25.11.2016 tarihinde Cumhuriyet Başsavcılığında müşteki sıfatı ile verdiği ifadesinde ... özetle; dilekçesini tekrarladığını, 1991-2002 yıllarında yarı zamanlı, 2002 yılından sonra tam zamanlı olarak merkezi Amerika"da bulunan IMS isimli yabancı şirkette Gaziantep bölge elemanı olarak çalıştığını, şirketin ve Ali Kadri"nin yasal faaliyetlerin yanı sıra 1990 yılından itibaren devlet aleyhinde yasa dışı faaliyetler yürüttüğünü, yabancılar adına terör ve terör örgütlerinin finansmanlığını yaptığını öğrendiğini, delilinin ise yetkilisi olduğu şirketler olduğunu, kimliğinin yasa dışı faaliyetlerde kullandığını, şirketteki aylık kazancının birden fazla şirket tarafından sigorta bildirimi yapılarak kayıt altına alındığını, icra müdürlüğü dosyasının borçluları olan üç ayrı şirket tarafından her ay sigorta bildiriminin yapıldığını fakat şüphelinin icra dosyasında yapılan tebligatlara rağmen 1990 yılından genel müdürlüğünü yaptığı şirket adına suçu ve suç delillerini gizlemek amacı ile beyanda bulunmadığını, takip talebinin ikinci sırasında kaydı bulunan 1994 yılında kurulan şirket adına beyanda bulunarak yanıltıcı ve yalan beyanda bulunduğunu, bu şirketin diğer şirketleri gizlemek amacıyla kurulan paravan bir şirket olduğunu yine şüphelinin takip talebinin üçüncü sırasında kaydı bulunan şirket adına da suçu ve suç delillerini gizlemek amacıyla bir beyanda bulunmadığını, iddialarının gerçek olduğunun tanıklarının dinlenmesi ve delillerinin ilgili kurumlardan istenilmesi durumunda ortaya çıkacağını, bu hususta da delillerini içerir 25.11.2016 tarihli dilekçe ve eki belgeleri sunduğunu beyan etmiştir.

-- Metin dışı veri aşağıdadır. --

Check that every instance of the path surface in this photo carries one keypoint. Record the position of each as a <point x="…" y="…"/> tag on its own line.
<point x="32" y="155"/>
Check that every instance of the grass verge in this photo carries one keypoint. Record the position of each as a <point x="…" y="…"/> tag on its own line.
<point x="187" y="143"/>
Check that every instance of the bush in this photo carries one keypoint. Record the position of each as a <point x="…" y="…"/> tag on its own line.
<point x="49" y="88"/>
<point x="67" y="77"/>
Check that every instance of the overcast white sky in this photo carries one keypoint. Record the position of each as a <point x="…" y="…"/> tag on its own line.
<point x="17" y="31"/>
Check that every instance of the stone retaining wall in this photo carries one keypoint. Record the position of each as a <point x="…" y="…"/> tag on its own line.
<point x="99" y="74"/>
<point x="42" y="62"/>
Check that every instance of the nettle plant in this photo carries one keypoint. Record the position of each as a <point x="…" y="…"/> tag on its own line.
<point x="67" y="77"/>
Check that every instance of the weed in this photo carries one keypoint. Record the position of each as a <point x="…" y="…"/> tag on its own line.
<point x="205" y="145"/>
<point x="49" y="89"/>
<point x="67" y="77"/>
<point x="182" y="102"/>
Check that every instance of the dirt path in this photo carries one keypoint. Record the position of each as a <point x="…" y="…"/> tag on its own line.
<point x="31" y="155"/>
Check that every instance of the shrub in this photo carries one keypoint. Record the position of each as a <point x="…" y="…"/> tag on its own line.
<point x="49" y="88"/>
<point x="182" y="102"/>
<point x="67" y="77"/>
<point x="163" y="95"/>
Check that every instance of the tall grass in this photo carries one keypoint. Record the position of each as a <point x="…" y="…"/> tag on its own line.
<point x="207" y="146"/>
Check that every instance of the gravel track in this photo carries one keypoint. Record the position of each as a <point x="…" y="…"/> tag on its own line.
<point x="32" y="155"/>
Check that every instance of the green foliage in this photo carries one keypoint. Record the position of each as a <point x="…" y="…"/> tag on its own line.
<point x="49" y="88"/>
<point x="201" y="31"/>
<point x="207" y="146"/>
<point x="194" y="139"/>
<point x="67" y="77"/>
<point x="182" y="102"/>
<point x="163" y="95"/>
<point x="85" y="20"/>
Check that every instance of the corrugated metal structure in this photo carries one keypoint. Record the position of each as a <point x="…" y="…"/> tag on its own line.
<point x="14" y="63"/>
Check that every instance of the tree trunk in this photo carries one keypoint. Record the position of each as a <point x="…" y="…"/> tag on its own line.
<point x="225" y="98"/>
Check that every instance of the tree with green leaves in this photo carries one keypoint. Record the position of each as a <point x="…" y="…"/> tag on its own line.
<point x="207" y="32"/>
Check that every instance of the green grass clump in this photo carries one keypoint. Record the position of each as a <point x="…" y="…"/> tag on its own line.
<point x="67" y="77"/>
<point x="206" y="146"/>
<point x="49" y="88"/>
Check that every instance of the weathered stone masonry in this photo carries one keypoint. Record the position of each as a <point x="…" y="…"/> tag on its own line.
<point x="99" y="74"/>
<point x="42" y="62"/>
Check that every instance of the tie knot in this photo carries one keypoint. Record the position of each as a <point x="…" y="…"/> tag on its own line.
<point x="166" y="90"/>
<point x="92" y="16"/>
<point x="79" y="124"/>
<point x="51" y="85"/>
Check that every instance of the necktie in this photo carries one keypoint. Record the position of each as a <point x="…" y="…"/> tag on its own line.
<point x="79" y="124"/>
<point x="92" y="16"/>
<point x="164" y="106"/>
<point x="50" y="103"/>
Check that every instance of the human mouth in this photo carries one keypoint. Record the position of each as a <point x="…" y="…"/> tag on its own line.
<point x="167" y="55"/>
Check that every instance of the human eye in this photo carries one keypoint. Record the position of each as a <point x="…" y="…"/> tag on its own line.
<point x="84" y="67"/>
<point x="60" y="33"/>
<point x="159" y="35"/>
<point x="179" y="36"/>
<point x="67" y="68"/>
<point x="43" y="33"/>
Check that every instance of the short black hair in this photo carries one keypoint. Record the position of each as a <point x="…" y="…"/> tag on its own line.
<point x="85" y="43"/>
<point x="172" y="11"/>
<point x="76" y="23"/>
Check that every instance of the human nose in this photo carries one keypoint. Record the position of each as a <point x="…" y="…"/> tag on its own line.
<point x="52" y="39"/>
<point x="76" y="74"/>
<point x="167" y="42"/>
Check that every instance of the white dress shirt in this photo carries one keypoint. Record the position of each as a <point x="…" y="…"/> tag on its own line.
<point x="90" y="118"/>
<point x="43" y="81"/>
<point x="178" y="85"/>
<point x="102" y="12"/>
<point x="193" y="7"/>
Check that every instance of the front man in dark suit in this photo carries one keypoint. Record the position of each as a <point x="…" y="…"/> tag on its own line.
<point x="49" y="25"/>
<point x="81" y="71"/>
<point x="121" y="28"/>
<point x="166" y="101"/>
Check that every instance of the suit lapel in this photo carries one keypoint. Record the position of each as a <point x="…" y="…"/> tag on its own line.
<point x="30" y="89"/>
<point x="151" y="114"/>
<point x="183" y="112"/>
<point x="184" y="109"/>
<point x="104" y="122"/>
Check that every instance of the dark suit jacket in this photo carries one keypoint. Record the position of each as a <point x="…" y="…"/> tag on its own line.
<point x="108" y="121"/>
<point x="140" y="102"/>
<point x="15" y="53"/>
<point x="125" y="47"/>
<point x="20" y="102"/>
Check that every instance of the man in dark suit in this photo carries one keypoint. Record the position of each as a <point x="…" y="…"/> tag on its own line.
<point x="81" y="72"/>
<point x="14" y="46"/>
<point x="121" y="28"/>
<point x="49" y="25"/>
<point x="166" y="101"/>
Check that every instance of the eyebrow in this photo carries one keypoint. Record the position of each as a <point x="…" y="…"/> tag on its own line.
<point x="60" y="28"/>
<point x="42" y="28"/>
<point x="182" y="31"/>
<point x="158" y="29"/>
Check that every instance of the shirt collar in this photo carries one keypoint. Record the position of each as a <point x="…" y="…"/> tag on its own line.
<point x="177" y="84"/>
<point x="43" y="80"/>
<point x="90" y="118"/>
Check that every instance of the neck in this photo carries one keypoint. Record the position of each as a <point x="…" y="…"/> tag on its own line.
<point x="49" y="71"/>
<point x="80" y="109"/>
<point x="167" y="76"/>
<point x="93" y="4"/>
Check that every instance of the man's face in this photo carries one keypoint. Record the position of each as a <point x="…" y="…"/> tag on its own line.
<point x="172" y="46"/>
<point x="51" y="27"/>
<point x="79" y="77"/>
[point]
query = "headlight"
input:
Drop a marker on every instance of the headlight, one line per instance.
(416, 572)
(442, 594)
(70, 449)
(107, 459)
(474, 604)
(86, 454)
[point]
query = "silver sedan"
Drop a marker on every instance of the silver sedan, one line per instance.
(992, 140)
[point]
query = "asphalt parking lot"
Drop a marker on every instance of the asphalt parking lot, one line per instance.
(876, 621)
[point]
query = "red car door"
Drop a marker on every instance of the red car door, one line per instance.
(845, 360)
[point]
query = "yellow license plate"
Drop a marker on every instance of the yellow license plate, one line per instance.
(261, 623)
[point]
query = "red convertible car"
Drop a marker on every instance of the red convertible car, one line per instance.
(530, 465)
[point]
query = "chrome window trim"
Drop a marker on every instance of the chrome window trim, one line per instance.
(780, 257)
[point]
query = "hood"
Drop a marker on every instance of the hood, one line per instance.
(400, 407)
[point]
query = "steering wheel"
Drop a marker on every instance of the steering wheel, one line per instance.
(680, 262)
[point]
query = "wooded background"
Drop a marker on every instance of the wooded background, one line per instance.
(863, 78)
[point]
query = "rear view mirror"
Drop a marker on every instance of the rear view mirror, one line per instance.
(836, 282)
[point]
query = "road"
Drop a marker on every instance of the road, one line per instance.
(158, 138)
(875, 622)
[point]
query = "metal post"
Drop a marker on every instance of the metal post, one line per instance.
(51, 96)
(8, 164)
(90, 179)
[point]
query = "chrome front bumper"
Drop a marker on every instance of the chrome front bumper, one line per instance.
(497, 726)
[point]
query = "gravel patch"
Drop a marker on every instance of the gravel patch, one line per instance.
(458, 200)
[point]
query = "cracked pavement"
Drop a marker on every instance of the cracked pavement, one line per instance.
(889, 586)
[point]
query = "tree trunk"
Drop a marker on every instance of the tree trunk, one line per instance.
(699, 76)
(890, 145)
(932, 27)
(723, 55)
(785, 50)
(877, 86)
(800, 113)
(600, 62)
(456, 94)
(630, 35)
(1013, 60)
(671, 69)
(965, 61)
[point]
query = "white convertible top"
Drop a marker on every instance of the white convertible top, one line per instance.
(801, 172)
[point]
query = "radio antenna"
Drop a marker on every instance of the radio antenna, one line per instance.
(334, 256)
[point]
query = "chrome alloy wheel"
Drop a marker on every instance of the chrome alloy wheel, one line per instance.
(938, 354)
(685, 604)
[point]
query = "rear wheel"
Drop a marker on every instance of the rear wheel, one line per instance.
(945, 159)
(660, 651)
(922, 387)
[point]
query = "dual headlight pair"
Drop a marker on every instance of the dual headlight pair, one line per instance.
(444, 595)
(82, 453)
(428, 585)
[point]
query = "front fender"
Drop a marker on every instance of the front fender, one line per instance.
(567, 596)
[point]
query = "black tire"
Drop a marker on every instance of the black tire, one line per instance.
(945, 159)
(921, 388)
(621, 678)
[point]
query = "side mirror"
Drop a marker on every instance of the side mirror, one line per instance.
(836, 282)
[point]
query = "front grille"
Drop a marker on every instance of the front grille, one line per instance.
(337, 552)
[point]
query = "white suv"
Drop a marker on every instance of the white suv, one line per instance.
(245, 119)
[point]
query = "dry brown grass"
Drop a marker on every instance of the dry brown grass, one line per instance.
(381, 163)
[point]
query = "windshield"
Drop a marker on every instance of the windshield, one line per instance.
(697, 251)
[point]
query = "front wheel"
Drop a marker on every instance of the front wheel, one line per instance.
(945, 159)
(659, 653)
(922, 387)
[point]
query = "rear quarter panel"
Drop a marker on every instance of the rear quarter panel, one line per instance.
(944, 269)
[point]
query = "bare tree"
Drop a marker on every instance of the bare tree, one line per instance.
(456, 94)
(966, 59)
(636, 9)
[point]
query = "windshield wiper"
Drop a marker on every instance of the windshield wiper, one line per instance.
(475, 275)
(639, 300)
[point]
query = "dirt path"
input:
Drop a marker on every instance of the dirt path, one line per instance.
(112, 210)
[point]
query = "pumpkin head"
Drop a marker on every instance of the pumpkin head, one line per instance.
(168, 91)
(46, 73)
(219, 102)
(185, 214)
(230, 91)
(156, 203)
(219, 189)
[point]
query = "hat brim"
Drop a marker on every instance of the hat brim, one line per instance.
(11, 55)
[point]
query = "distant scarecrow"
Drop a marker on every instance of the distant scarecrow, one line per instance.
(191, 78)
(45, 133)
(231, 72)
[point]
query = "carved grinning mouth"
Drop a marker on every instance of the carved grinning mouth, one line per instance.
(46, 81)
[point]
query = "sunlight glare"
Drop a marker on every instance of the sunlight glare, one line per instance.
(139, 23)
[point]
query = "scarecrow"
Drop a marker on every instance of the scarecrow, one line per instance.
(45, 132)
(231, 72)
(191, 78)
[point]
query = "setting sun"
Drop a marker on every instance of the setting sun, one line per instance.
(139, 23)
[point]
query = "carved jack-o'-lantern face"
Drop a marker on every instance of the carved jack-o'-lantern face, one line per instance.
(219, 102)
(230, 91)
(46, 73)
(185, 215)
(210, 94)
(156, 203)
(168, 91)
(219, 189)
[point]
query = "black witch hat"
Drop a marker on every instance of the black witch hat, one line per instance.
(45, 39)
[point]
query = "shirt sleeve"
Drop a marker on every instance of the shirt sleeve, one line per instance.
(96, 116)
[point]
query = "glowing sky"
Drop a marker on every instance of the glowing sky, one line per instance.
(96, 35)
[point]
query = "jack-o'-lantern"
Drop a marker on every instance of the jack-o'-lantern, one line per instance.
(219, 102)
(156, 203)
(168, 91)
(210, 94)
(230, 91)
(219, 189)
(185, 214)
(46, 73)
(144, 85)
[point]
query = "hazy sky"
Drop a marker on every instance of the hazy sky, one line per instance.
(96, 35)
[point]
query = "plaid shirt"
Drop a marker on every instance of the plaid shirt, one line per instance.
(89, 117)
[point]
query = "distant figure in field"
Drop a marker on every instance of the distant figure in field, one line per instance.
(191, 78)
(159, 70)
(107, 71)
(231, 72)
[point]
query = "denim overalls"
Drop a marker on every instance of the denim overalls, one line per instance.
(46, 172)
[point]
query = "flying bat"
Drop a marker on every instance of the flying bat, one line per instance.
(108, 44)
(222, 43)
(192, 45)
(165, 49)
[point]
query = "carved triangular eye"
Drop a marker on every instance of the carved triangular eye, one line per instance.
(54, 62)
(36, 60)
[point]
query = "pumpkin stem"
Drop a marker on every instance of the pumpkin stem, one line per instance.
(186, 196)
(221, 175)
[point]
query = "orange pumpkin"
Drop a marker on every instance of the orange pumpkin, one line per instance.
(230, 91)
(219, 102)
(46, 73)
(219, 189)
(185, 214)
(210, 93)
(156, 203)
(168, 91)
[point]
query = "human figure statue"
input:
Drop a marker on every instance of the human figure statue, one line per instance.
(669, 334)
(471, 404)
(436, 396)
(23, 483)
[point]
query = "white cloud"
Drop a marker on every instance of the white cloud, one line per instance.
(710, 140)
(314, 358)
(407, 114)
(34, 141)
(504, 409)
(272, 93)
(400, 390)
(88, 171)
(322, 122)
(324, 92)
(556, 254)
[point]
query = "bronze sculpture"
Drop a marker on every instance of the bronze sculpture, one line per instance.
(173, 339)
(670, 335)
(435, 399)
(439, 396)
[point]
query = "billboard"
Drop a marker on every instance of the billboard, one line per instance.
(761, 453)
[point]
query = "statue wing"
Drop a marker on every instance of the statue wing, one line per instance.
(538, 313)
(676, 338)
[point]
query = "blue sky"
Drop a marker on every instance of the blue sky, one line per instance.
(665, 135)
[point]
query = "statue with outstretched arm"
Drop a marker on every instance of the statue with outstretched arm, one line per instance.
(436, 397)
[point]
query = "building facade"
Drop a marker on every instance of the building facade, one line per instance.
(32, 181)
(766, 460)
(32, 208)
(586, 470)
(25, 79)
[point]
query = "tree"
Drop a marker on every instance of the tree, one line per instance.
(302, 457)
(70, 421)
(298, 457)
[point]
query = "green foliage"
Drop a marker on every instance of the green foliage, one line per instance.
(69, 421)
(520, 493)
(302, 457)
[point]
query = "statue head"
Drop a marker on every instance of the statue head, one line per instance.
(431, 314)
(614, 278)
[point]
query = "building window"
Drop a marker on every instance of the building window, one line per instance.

25.11.2016 tarihli dilekçesinde ise ... özetle; şikayette bulunduğu Ali Kadir Akyıldız hakkında terör ve terör örgütü finansmanını sağladığı iddiasını tekrarlayarak, borçlu üç şirket tarafından aynı aylarda sigorta bildirimi ve maaş ödemesi yapılan ..."in dinlenilmesini ve kendisine Ankara ilinde çalışıp çalışmadığı ve banka hesaplarına yatırılan maaşları kendisinin çekip çekmediği hususunu da içerir belirttiği soruların sorulmasını, Ankara ve İstanbul illerinden aynı aylarda sigortalı gösterilen ancak Ankara ilinde çalışan ve adına sahte hesap açılarak üç ayrı şirket tarafından maaş ödemesinde bulunulan ..."nın dinlenilerek, kendisine sigorta bildirimlerinin ve maaş ödemelerinin ne maksatla yapıldığının, adına yatırılan üç ayrı maaşı çekip çekmediğinin, tarafından çekilmeyen maaşın kimler tarafından çekildiği ve ..."in Ankara"da çalışıp çalışmadığına dair belirttiği soruları içerir sorularının sorulmasını, Mersin ilinde çalışmadığı iddiasında bulunduğu Zehra Altınışık"ın tanık olarak dinlenilerek çalışıp çalışmadığını ve maaş ödemelerinin hangi banka hesabına yatırıldığına dair belirttiği soruların sorulmasını, muhtemelen örgüt mensuplarınca kimliği, sigorta sicil numarası ve banka hesaplarının kullanıldığını, yasal olarak şirkette isminde çalışanın bulunmadığını belirttiği İbrahim Gürçınar"ın dinlenilerek şirkette gerçekten çalışıp çalışmadığının, maaşları çekip
çekmediğine dair belirttiği sorularının sorulmasını, geçmiş yıllardan beri yabancılar adına ülkede yasa dışı faaliyetlerde bulunan, bu nedenle kimliği ve banka hesabı gizlenen, sigorta numarasını bildirdiği, tanık olarak dinlenilerek üç şirkette çalışmasının bulunup bulunmadığı, sigorta bildirimlerinin neden üç şirket üzerinden yapıldığı, üç maaşında tarafından çekilip çekilmediğine dair belirttiği soruların İsmet Kaya"ya sorulmasını ve bu şahıslara ait işe başlama bildirgeleri ile maaş hesaplarının incelenmesi durumunda gerçeğin ortaya çıkacağını belirterek, sekiz başlıkta sigorta bildirim bordroları, banka hesap dökümü ve maaş ödeme belgelerinden ibaret ek belgeleri ibraz etmiştir.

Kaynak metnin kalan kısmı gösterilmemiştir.